8 questions/réponses sur la dette du Sud et le Coronavirus

8 questions/réponses sur la dette du Sud et le Coronavirus

Renaud Vivien1

Le 5 mai, la représentante de la Belgique à la Banque mondiale est auditionnée à la Chambre des représentants sur la question de l’annulation de la dette des pays du Sud dans le contexte de crise du Coronavirus. Entraide et Fraternité se réjouit de cette audition qui fait suite à ses interpellations politiques2 et une demande de deux parlementaires d’ECOLO-GROEN3. A cette occasion, nous publions 8 questions/réponses sur la dette du Sud et le Coronavirus pour saisir la réalité des engagements des créanciers dont fait partie la Banque mondiale, au-delà de leurs effets d’annonce.

Question 1 : Est-ce que la Belgique et les autres États créanciers se sont engagés à annuler des dettes de pays du Sud pour les aider à lutter contre la crise sanitaire, économique et sociale du Covid-19 ?

Non. Les États créanciers membres du G20 et du Club de Paris4 (groupe réunissant 22 des plus grands États créanciers, dont fait partie la Belgique) ont seulement annoncé une suspension provisoire du remboursement des dettes bilatérales pour 73 pays classés parmi les « plus pauvres5 ». Ce moratoire a pris effet le 1er mai 2020 et ne concerne que les sommes dues pour les 8 derniers mois de l’année 20206.

Il s’agit donc d’un report de paiement réservé à certains pays « à faible revenu » leur permettant de sortir la tête de l’eau pendant une très courte durée. Les créanciers ne font que reporter le problème. En effet, le remboursement des sommes dues pour 2020 sera étalé sur 3 ans (de 2022 à 2024) et s’ajoutera aux autres paiements qui étaient déjà prévus sur cette période. A noter également que les remboursements prévus pour l’année 2021 ne sont pas suspendus.
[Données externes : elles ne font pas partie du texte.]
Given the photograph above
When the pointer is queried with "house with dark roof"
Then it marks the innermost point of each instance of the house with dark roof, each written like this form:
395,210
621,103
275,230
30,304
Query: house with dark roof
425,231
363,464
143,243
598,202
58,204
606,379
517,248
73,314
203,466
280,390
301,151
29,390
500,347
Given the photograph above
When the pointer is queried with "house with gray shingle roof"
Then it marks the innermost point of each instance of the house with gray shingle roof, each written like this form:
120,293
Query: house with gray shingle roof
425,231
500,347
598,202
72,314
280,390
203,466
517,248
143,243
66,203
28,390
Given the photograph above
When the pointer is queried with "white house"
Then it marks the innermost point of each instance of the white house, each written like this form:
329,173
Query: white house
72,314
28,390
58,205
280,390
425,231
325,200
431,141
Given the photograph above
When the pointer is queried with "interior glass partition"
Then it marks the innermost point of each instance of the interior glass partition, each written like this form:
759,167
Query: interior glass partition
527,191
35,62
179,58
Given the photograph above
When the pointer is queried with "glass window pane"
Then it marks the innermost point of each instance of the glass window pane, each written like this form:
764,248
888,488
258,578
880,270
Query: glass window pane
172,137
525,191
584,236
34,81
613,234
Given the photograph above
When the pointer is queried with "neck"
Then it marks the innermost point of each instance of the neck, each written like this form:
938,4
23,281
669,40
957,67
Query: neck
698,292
On est donc très loin de l’« annulation massive des dettes africaines » annoncée par le président français Emmanuel Macron dans son allocution du 13 avril 20207.

Question 2 : Quel est le montant total de dettes suspendues pour l’année 2020 ?

Le moratoire, qui ne concerne que 73 pays, porte potentiellement sur 14 milliards de dollars de dettes bilatérales, selon les données de la Banque mondiale et du FMI (citées par le Ministre Alexander De Croo dans sa réponse aux questions parlementaires posées le 22 avril en Commission des relations extérieures8). Ce moratoire est très limité puisqu’il ne couvre que 3% des paiements prévus en 2020 au titre du service de la dette des pays en développement. Le seul service de la dette des Etats africains prévu en 2020 s’élevait déjà à 44 milliards $, soit plus que le triple du montant concerné par la suspension9. Le moratoire pourrait éventuellement porter en 2020 à 40 milliards si tous les créanciers multilatéraux (dont la Banque mondiale) et privés s’y joignaient. Ce qui n’est pas le cas actuellement.